In Pythonic terminology, adding () to the end of an entity invokes the __call__ method on the object.

The behavior that occurs when a callable entity is invoked depends on the current context, specifically the current flytekit.FlyteContext.

Raw task execution#

When a task is executed as part of a unit test, the @task decorator transforms the decorated function into an instance of the PythonFunctionTask object. However, when a user invokes the task() function outside of a workflow, the original function is called without any intervention from Flytekit.

Task execution inside a workflow#

When a workflow is executed locally (for instance, as part of a unit test), some modifications are made to the task.

Before proceeding, it is worth noting a special object, the flytekit.extend.Promise.

class flytekit.core.promise.Promise(var, val, type=None)

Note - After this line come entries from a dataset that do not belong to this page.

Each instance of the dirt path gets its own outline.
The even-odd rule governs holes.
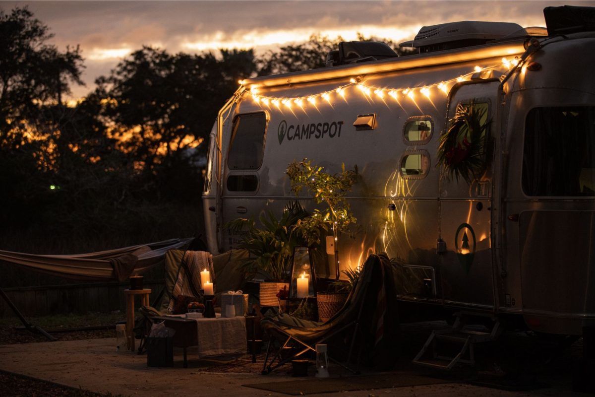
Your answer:
[[[268,376],[262,376],[258,372],[209,371],[213,363],[193,360],[192,351],[189,354],[187,368],[182,367],[181,355],[179,352],[176,352],[173,368],[148,368],[145,355],[127,352],[118,353],[115,351],[115,346],[114,338],[1,345],[0,357],[2,360],[0,361],[0,369],[93,392],[143,397],[283,396],[287,395],[242,385],[296,380],[282,371]],[[337,372],[334,374],[337,374]],[[399,372],[394,372],[393,376],[398,377]],[[308,377],[303,382],[314,379]],[[473,397],[569,395],[568,389],[563,387],[564,385],[554,385],[533,392],[513,392],[456,383],[310,395],[328,397],[413,395]]]

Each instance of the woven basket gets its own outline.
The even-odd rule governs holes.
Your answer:
[[[328,321],[343,308],[347,295],[347,292],[318,292],[316,300],[318,304],[320,321]]]
[[[289,289],[289,283],[265,282],[260,283],[261,306],[278,306],[279,301],[277,294],[283,287]]]

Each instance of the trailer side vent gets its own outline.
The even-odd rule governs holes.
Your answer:
[[[376,128],[376,114],[358,114],[353,127],[356,131],[374,129]]]
[[[481,45],[521,30],[520,25],[506,22],[450,22],[424,26],[415,39],[399,45],[417,48],[420,53],[433,52]]]

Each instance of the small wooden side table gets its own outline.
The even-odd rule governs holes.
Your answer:
[[[126,344],[130,351],[134,351],[134,296],[140,295],[142,305],[149,306],[151,292],[150,288],[124,290],[126,295]]]

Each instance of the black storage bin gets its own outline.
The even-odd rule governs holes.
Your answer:
[[[174,338],[148,337],[146,340],[148,367],[174,366]]]

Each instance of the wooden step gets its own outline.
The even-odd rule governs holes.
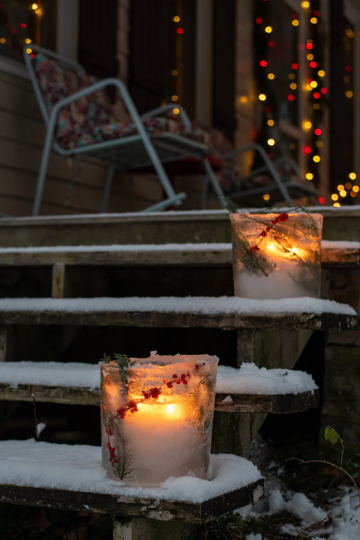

This object is a wrapper and exists for three main reasons. Let’s assume we’re dealing with a task like

@task
def t1() -> (int, str): ...
  1. Handling the duality between compilation and local execution - when the task function is run in a local execution mode inside a workflow function, a Python integer and string are produced. When the task is being compiled as part of the workflow, the task call creates a Node instead, and the task returns two Promise objects that point to that Node.

  2. One needs to be able to call

    x = t1().with_overrides(...)
    

    If the task returns an integer or a (int, str) tuple like t1 above, calling with_overrides on the result would throw an error. This Promise object adds that.

  3. Assorted handling for conditionals.

Parameters:
  • var (str)

  • val (Union[NodeOutput, _literals_models.Literal])

  • type (Optional[_type_models.LiteralType])

Consider the following workflow:

@task
def t1(a: int) -> Tuple[int, str]:
    return a + 2, "world"

@task
def t2(a: str, b: str) -> str:
    return b + a

@workflow
def my_wf(a: int, b: str) -> Tuple[int, str]:
    x, y = t1(a=a).with_overrides(...)
    d = t2(a=y, b=b)
    return x, d

As stated in the documentation for the Promise object, when a task is invoked within a workflow, the Python native values returned by the underlying functions are first converted into Flyte IDL literals and then encapsulated inside Promise objects. One Promise object is created for each return variable.

When the next task is invoked, the values are extracted from these Promises.

Compilation#

During the workflow compilation process, instead of generating Promise objects that encapsulate literal values, the workflow encapsulates a flytekit.core.promise.NodeOutput. This approach aids in tracking the data dependencies between tasks.

Branch skip#

If the condition specified in a flytekit.conditional() evaluates to False, Flytekit will avoid invoking the corresponding task. This prevents the unintended execution of the task.

Note

The execution pattern discussed for tasks can be applied to workflows and launch plans as well.